Data analysis is the process of looking over raw data and interpreting its findings to come up with insights. It involves both qualitative and quantitative interpretation. Qualitative data includes non-numerical data like reviews and feedback, and can be used to determine patterns, trends and issues. Quantitative data is numerical and is used to analyze metrics such as click-through rates and conversion rates. Data analysis and interpretation can be done in-house or outsourced and can help businesses understand their own industry, products and customers.
The first step is defining an objective or a problem that you want to answer by conducting an analysis. This will help you decide what kind of data you should collect and help guide your strategy for data collection. Data can be gathered from internal sources, such as your CRM software and internal reports, or from external sources such as public data and surveys of customers.

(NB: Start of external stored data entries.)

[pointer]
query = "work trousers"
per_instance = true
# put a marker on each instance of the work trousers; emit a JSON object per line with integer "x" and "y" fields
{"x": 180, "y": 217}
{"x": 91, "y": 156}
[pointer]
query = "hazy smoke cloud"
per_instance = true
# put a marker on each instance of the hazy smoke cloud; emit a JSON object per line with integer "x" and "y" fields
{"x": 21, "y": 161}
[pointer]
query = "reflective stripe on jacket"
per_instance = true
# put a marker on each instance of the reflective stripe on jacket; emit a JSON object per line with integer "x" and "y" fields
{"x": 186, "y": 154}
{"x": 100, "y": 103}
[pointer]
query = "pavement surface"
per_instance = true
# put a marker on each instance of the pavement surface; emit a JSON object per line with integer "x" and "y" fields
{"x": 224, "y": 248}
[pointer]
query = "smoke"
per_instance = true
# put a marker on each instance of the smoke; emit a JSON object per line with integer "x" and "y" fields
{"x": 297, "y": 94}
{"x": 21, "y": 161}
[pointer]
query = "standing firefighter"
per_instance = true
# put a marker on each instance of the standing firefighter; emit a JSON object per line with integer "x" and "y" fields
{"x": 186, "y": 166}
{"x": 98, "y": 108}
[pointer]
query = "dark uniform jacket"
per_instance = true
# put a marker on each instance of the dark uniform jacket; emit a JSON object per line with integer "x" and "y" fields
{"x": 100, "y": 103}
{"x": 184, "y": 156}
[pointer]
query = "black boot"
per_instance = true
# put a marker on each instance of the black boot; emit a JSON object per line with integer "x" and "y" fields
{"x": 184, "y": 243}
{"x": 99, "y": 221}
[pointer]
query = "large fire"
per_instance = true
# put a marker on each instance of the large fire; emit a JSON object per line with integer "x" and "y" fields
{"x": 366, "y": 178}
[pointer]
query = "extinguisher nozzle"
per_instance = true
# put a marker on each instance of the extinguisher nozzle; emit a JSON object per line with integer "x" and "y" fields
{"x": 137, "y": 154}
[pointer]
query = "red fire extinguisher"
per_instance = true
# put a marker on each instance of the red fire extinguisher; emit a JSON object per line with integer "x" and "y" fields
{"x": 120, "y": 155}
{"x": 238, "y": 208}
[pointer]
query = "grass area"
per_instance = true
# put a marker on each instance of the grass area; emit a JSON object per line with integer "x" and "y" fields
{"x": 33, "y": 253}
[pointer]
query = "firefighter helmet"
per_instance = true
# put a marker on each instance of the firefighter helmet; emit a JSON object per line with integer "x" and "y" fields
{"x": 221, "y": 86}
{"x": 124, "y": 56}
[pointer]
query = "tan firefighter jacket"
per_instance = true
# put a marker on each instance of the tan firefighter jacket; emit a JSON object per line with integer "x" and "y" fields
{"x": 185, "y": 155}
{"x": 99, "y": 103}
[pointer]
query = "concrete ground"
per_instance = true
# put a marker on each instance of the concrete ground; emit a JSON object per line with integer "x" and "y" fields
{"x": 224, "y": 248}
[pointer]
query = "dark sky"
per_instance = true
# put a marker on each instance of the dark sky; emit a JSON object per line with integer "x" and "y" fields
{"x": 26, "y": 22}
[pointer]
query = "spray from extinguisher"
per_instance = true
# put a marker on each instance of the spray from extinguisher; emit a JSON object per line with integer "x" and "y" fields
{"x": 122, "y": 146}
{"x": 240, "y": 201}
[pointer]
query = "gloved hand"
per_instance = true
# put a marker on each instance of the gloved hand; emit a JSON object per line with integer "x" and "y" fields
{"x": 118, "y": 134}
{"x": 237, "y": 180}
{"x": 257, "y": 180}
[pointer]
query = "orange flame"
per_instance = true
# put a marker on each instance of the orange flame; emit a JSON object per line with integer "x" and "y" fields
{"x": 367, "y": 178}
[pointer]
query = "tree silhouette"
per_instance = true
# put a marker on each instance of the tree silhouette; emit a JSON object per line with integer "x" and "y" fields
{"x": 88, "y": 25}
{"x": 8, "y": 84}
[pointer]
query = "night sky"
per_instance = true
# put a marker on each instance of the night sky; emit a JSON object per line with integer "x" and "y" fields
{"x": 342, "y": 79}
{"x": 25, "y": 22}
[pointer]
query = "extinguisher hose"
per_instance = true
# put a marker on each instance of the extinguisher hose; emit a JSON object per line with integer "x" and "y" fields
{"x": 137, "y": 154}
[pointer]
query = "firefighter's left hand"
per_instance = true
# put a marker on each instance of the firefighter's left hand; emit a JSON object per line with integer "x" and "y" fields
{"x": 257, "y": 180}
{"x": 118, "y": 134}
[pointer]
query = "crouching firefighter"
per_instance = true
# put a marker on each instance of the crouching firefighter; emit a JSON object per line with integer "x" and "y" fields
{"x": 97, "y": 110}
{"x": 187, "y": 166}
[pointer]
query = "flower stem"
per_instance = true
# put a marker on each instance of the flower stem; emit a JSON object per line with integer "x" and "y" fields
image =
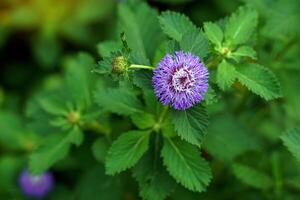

Once you’ve identified your goal and data collection strategy, it’s time to collect the data to analyze. This can be done using tools like spreadsheets and software for data visualization. Data visualization lets you observe patterns that aren’t evident when looking at your data in tables format. Examples of data visualization include the ring chart, or hierarchical chart or network graphs as well as bar graphs that are stacked. Geospatial data visualization is another option that displays data points in relation with physical locations.
The next step is to “clean” your data. This means removing white space and duplicate records as well as basic errors from the raw data. This process can be automated using a tool such as MonkeyLearn which employs machine learning to clean text data from any source–including internal CRM data, chatbots and social media, emails news reviews, and much more.